00:04:41.520 | We also designed the Gemma models to be highly extensible so that you can use a Gemma model wherever
00:04:49.600 | and however you want. This means they're optimized for TPUs and GPUs, as well as for use on your local
00:04:56.080 | device. They're supported across many frameworks, TensorFlow, JAX, Keras, PyTorch, Ollama, Transformers,
00:05:04.320 | you name it, Gemma is probably there. And finally, the real power of the Gemma models comes from
00:05:11.280 | their open access and open license. That period, that's what's powerful about Gemma. We put state-of-the-art
00:05:19.200 | technology into your hands so you can decide what the next wave of innovation looks like.
00:05:24.320 | When we decided to launch the Gemma models, we wanted to make sure that we could meet developers
00:05:31.440 | exactly where they are, which is why Gemma models are available anywhere and everywhere you can find an
00:05:38.640 | open model. I will not list all of the frameworks on this slide, but this is only a fraction of the
00:05:45.280 | places where you can find Gemma models today. This means you can use Gemma how you need it, when you
00:05:51.600 | need it, with the tools that you prefer for development. Since our initial launch back in February,
00:05:59.920 | we've added a couple of different variants to the Gemma model family. We, of course, have our initial models,
00:06:05.760 | Gemma 1.0, which are our foundational LLMs. We also released, shortly after that, Code Gemma,
00:06:13.040 | which are the Gemma 1.0 models fine-tuned for improved performance on code generation and code
00:06:19.040 | evaluation.
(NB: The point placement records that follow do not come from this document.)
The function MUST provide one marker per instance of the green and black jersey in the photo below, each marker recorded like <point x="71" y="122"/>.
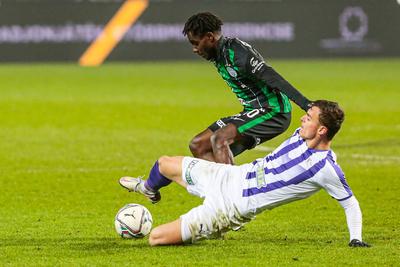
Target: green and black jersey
<point x="256" y="84"/>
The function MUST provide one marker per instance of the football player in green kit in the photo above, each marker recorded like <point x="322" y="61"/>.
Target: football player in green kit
<point x="263" y="93"/>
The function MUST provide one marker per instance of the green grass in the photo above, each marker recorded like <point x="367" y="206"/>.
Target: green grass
<point x="68" y="133"/>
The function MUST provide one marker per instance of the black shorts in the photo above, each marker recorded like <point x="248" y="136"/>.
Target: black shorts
<point x="255" y="127"/>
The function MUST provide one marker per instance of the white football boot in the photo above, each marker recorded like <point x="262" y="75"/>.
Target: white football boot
<point x="137" y="185"/>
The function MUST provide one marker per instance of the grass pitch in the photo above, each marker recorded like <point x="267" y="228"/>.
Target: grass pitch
<point x="68" y="133"/>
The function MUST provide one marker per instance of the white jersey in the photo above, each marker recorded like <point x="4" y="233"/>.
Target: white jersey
<point x="292" y="172"/>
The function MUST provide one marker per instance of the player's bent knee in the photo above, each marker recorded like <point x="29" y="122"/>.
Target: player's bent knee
<point x="196" y="147"/>
<point x="163" y="162"/>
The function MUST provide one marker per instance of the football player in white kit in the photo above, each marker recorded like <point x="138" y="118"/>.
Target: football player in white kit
<point x="234" y="195"/>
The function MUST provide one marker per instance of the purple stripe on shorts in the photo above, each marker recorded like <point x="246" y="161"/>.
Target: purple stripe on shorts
<point x="279" y="184"/>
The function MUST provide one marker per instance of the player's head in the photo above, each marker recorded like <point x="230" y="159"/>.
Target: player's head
<point x="323" y="119"/>
<point x="203" y="31"/>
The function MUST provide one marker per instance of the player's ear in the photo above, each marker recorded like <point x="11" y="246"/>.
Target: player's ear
<point x="210" y="36"/>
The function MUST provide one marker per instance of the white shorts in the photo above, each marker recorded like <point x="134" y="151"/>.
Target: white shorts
<point x="223" y="208"/>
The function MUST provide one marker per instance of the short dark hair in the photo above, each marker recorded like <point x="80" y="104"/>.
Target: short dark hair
<point x="331" y="116"/>
<point x="201" y="23"/>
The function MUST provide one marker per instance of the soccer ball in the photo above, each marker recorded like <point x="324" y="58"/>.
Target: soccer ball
<point x="133" y="221"/>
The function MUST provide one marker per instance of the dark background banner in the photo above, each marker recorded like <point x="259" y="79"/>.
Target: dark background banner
<point x="39" y="30"/>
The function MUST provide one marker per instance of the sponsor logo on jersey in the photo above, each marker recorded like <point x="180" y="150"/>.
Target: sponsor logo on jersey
<point x="188" y="170"/>
<point x="231" y="72"/>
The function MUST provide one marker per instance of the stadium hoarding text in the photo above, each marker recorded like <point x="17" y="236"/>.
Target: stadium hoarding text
<point x="63" y="30"/>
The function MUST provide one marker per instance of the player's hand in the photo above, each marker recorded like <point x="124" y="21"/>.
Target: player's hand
<point x="355" y="243"/>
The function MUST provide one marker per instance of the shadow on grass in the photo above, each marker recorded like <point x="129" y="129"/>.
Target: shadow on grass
<point x="75" y="243"/>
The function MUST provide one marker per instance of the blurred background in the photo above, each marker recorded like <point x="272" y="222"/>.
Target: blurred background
<point x="62" y="30"/>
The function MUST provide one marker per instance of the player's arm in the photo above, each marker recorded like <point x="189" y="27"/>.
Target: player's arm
<point x="277" y="82"/>
<point x="354" y="221"/>
<point x="335" y="184"/>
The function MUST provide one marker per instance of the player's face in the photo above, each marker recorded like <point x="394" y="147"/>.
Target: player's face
<point x="204" y="46"/>
<point x="310" y="125"/>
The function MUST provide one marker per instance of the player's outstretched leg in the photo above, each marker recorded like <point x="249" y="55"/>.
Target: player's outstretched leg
<point x="138" y="185"/>
<point x="150" y="187"/>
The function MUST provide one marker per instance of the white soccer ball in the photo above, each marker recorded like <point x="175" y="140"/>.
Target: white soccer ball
<point x="133" y="221"/>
And one variant that I am particularly excited about is Recurrent Gemma, which is a novel
00:06:26.240 | architecture, a state-space model that's designed for faster and more efficient inference, especially at long
00:06:33.520 | contexts. We've also updated all of these models since their initial release. We now have Gemma 1.1, which is
00:06:43.040 | better at instruction following and chat. We've updated Code Gemma to have even more improved code
00:06:48.560 | performance. And we now have Recurrent Gemma at not only the original 2B size, but also at a 9 billion
00:06:55.280 | parameter size. So there's a lot going on in the Gemma model family, and I'm especially excited to tell you
00:07:04.800 | about our two most recent launches. The first one is actually our most highly requested feature since day zero
00:07:14.720 | of launch, and that was multimodality. So we launched Pally Gemma. Pally Gemma -- oh, thank you. I appreciate it.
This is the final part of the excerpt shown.